Creating the Air-Tight Bundle
This section is for the person building the bundle on a machine with internet access.
git clone https://github.com/arvo-ai/aurora.git && cd aurora
make package-airtight
This builds all Aurora images, pulls all third-party images, and saves everything into aurora-airtight-<version>-<arch>.tar.gz with a SHA-256 checksum. The default target architecture is linux/amd64.
To target ARM servers:
PLATFORM=linux/arm64 make package-airtight
If building on Apple Silicon for an x86 server, the default linux/amd64 cross-compiles automatically — no extra flags needed.
Troubleshooting
"no space left on device" During Build
The disk is full. Clean up and consider resizing:
docker image prune -a -f
docker builder prune -f
docker system df
If still not enough, resize the disk through your cloud provider's console and expand the partition:
sudo growpart /dev/sda 1
sudo resize2fs /dev/sda1
Vault Sealed After VM Restart
The vault-init sidecar auto-unseals on startup using keys stored in a persistent Docker volume. If it didn't work:
docker restart aurora-vault-init
"Connection Timed Out" in Browser
- Verify the cloud firewall / security group allows TCP 3000, 5080, 5006
- Verify the OS-level firewall isn't blocking traffic (
sudo ufw statusorsudo firewall-cmd --state) - Verify you're using the correct public IP:
curl -s ifconfig.me - Verify the frontend is running:
docker ps | grep frontend
Public IP Changed
Cloud provider ephemeral IPs change when the VM is stopped and restarted.

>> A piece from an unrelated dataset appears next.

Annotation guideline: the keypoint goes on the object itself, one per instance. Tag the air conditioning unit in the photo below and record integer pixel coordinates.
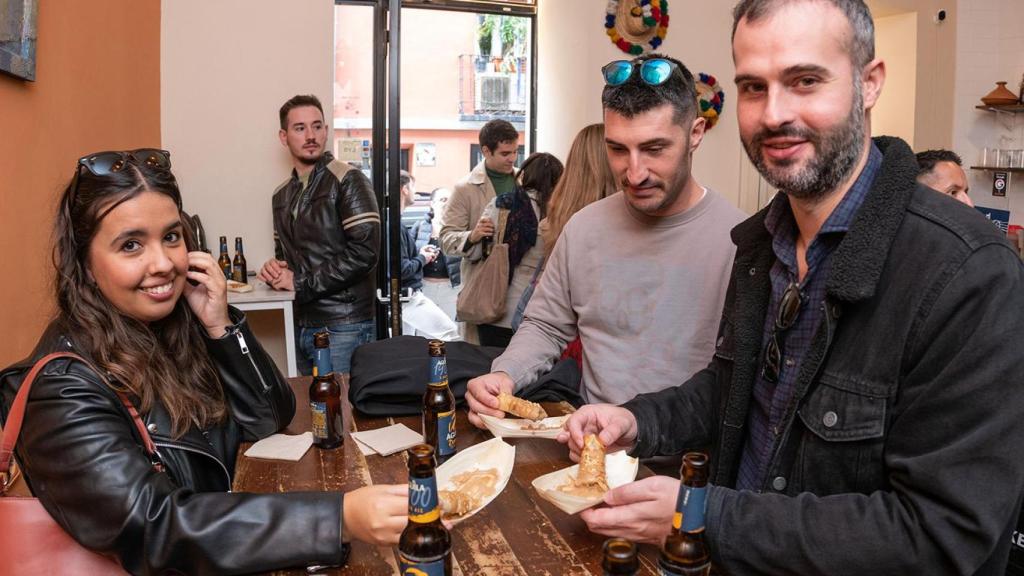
(494, 91)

Update .env with the new IP and recreate the frontend:
nano .env # update FRONTEND_URL, NEXT_PUBLIC_BACKEND_URL, NEXT_PUBLIC_WEBSOCKET_URL, SEARXNG_URL
docker compose -f docker-compose.prod-local.yml up -d frontend
To avoid this, reserve a static/elastic IP through your cloud provider.
Containers Keep Restarting
Check logs for the failing container:
docker logs aurora-server --tail 50
docker logs aurora-celery_worker-1 --tail 50
Common causes: missing env vars, Vault not ready, database not initialized.